Тетя Флоренс отпила еще глоток:
– Ты не хочешь съесть сэндвич… или пирожное, моя милая? Не понимаю, почему повар наготовил столько еды для нас двоих…
Но только ли для нас двоих? Тетя не могла знать, присоединится к нам Голди или нет. Или она знала? Может быть, она так специально спланировала, чтобы поговорить со мной без дочери? Желая ей угодить, я взяла сэндвич и откусила кусочек. Начинка мне понравилась – очень вкусный яичный салат.

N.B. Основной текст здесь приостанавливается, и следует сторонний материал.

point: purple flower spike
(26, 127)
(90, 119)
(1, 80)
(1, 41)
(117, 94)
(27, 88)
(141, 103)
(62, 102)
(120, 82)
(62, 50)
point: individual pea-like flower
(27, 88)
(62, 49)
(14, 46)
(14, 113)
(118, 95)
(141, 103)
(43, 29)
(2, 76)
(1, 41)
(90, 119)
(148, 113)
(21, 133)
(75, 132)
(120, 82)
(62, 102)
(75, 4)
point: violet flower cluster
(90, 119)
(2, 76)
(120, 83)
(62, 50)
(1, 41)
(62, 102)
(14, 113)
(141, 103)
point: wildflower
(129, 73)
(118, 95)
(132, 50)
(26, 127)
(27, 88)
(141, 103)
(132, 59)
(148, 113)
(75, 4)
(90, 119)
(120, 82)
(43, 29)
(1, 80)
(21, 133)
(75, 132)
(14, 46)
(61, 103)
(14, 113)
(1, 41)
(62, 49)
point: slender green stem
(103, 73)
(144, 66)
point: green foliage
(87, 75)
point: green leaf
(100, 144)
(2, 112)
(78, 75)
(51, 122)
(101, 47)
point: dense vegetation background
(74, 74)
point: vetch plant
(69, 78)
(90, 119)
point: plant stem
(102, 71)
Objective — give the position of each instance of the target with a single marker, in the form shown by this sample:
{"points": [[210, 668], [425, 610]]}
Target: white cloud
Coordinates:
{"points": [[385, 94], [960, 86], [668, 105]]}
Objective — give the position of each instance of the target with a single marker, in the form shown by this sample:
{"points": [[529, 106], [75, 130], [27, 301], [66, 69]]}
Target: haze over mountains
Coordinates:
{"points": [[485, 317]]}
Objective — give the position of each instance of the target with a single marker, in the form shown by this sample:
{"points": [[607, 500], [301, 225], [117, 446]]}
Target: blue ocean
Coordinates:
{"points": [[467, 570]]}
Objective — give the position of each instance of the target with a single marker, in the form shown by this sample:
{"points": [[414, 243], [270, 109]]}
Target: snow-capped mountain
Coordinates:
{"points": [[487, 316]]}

Тетя Флоренс хлебнула еще глоток чая. Ее руки перестали трястись. Губы медленно изогнулись в мечтательной улыбке:
– Ник покатает тебя после обеда по Сан-Франциско. Ты посмотришь наш город.
Я глянула на часы. Обеденное время давно миновало; было уже начало седьмого.
– Вы очень добры ко мне, тетя, но я уже… Я хочу сказать… Голди уже показала мне город. Мы ездили за покупками.
– За покупками? – По тетиному лицу пробежала тень; ее глаза потускнели. – Но я полагала… Джонни сказал… А Шарлотта одобрила?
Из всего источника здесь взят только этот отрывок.